Tamazight instrumentalisée : qui veut rééditer le «printemps noir» en Kabylie ?
Par Houari Achouri – Vraie ou fausse, authentique ou manipulée, l’information sur le rejet par l’Assemblée populaire nationale (APN) d’un projet de loi visant à financer l’extension de tamazight dans le pays a produit son effet déclencheur. Les dernières nouvelles indiquent que le mouvement de contestation des lycéens et étudiants en Kabylie se propage et bénéficie, même parfois, du soutien d’élus locaux. On parle de démonstration de force à Akbou où des milliers de personnes ont investi la rue, de marches des lycéens des localités de la côte est de Béjaia, d’une grève dans la plupart des lycées de cette wilaya.
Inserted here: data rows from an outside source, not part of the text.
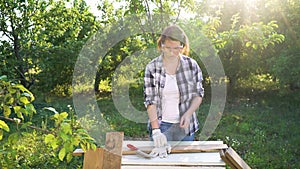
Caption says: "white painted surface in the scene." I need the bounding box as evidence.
[122,141,225,169]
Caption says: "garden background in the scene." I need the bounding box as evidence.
[0,0,300,169]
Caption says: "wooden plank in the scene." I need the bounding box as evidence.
[225,147,251,169]
[103,132,124,169]
[219,149,237,169]
[122,144,228,155]
[122,152,225,168]
[83,148,104,169]
[82,132,124,169]
[122,166,225,169]
[105,132,124,156]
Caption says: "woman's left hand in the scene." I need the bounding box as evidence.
[180,113,191,128]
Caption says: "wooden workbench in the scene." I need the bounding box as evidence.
[121,141,225,169]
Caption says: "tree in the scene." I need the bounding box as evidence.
[0,76,96,168]
[0,0,98,92]
[196,0,284,92]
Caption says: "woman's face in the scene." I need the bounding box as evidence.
[161,39,183,57]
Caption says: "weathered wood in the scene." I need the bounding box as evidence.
[122,141,225,169]
[122,152,225,166]
[83,148,104,169]
[105,132,124,156]
[73,141,228,156]
[122,144,228,155]
[81,132,124,169]
[225,147,251,169]
[219,149,237,169]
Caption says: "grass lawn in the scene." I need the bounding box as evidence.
[94,90,300,168]
[31,89,300,169]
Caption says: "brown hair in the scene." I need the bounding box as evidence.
[157,25,190,55]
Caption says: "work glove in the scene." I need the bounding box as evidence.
[152,129,168,147]
[149,144,171,158]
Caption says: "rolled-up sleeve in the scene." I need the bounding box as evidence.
[144,65,156,107]
[193,62,204,98]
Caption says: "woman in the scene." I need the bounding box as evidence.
[144,25,204,156]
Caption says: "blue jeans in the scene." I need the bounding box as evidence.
[150,122,195,141]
On parle aussi de la wilaya de Bouira qui rejoint le mouvement, de localités dans la wilaya de Sétif qui en font autant et de marches dans la plupart des communes de Tizi Ouzou.
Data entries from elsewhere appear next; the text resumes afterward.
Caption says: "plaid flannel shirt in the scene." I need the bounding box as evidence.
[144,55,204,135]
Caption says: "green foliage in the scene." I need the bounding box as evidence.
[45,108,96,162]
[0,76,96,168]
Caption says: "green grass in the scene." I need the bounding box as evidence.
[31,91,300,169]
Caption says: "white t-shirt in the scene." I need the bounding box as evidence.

Cette agitation contraste avec le «calme plat» apparent dans d’autres régions du pays où les populations sont moins vulnérables à ce genre de provocation. Ce qui amène les observateurs qui ont une bonne connaissance de la Kabylie et de l’agitation qui la secoue, pour une raison ou une autre, quasiment en permanence, à estimer que ce qui se passe actuellement n’est pas «innocent». Ils posent la question de savoir pourquoi «on» cherche à déstabiliser la Kabylie et pensent qu’à travers cette région, c’est, en fait, toute l’Algérie qui est visée, en actionnant la provocation qui fait mouche à tous les coups, celle d’une prétendue attaque contre tamazight. Et surtout, ils s’interrogent : qui veut rééditer le «printemps noir» en Kabylie ?
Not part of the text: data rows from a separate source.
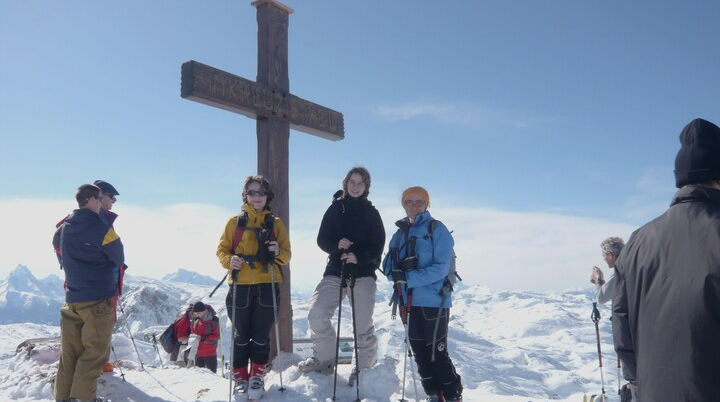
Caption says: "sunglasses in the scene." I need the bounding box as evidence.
[403,200,425,207]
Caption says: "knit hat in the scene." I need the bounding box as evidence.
[93,180,120,195]
[401,186,430,208]
[675,119,720,188]
[193,302,205,313]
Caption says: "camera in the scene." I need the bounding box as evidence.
[257,229,275,265]
[398,255,417,271]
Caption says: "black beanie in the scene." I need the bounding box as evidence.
[675,119,720,188]
[93,180,120,195]
[193,302,205,313]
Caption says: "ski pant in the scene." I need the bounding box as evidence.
[408,306,463,399]
[170,342,190,364]
[225,283,280,368]
[308,275,377,369]
[195,356,217,373]
[55,298,115,400]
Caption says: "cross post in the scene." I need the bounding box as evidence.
[180,0,345,357]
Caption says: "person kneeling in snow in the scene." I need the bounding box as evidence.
[191,302,220,373]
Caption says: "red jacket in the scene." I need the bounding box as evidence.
[173,309,192,342]
[192,306,220,357]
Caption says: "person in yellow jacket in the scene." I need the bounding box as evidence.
[216,175,291,399]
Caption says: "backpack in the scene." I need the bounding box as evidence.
[230,212,282,272]
[160,322,180,353]
[426,218,462,297]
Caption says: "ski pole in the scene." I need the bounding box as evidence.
[218,306,227,378]
[118,301,145,370]
[332,261,345,401]
[110,344,127,382]
[265,263,285,393]
[430,287,449,362]
[228,270,237,402]
[618,356,621,395]
[208,271,230,299]
[405,289,420,400]
[590,303,605,401]
[348,272,360,402]
[153,334,165,368]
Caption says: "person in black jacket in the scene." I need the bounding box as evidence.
[298,167,385,380]
[612,119,720,401]
[55,184,125,401]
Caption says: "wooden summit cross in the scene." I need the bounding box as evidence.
[181,0,345,355]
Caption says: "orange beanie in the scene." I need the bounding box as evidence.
[401,186,430,208]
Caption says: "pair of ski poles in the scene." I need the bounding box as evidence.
[332,261,360,402]
[224,254,285,402]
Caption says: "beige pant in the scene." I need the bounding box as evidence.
[308,275,377,369]
[55,298,115,400]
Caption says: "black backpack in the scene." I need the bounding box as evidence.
[160,322,180,353]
Mais le plus surprenant, «c’est cette attitude laxiste des institutions et de la classe politique devant un péril en marche», comme le relève l’édito d’AP qui souligne que le silence des partis qui ont pignon sur rue en Kabylie «en dit long sur leur incapacité à canaliser la révolte si jamais elle éclate». Toujours est-il que les dirigeants «historiques» du mouvement identitaire en Kabylie, en général, devenus militants dans des partis politiques, ne sont pas écoutés par la nouvelle génération qui a été sensible à cette information, savamment manipulée.
Les appels au calme des personnalités politiques de la Kabylie, issues pourtant elles-mêmes du mouvement contestataire d’avril 1980, restent sans écho parmi les jeunes qui semblent vouloir en découdre. Ils n’ont, d’ailleurs, pas attendu le mois symbolique d’avril pour lancer leur mouvement. Il est certain qu’à la faveur des manifestations et grèves chez les lycéens et étudiants en Kabylie, de nouveaux leaders apparaîtront, et c’est avec eux qu’il faudra discuter.
En réaction, de toute évidence, à ce mouvement, le Haut Commissariat à l’amazighité (HCA) a fait connaître ses actions futures prévues en 2018 dont «l’objectif principal est la généralisation et la socialisation de la langue amazighe à travers tout le pays», selon les propos de son secrétaire général, Si El-Hachemi Assad. C’est la seule réaction institutionnelle connue à ce jour alors que le péril en la demeure se fait plus en plus menaçant. Mais il faudra sans doute plus que cela pour arriver à empêcher le grave dérapage qui se dessine.
H. A.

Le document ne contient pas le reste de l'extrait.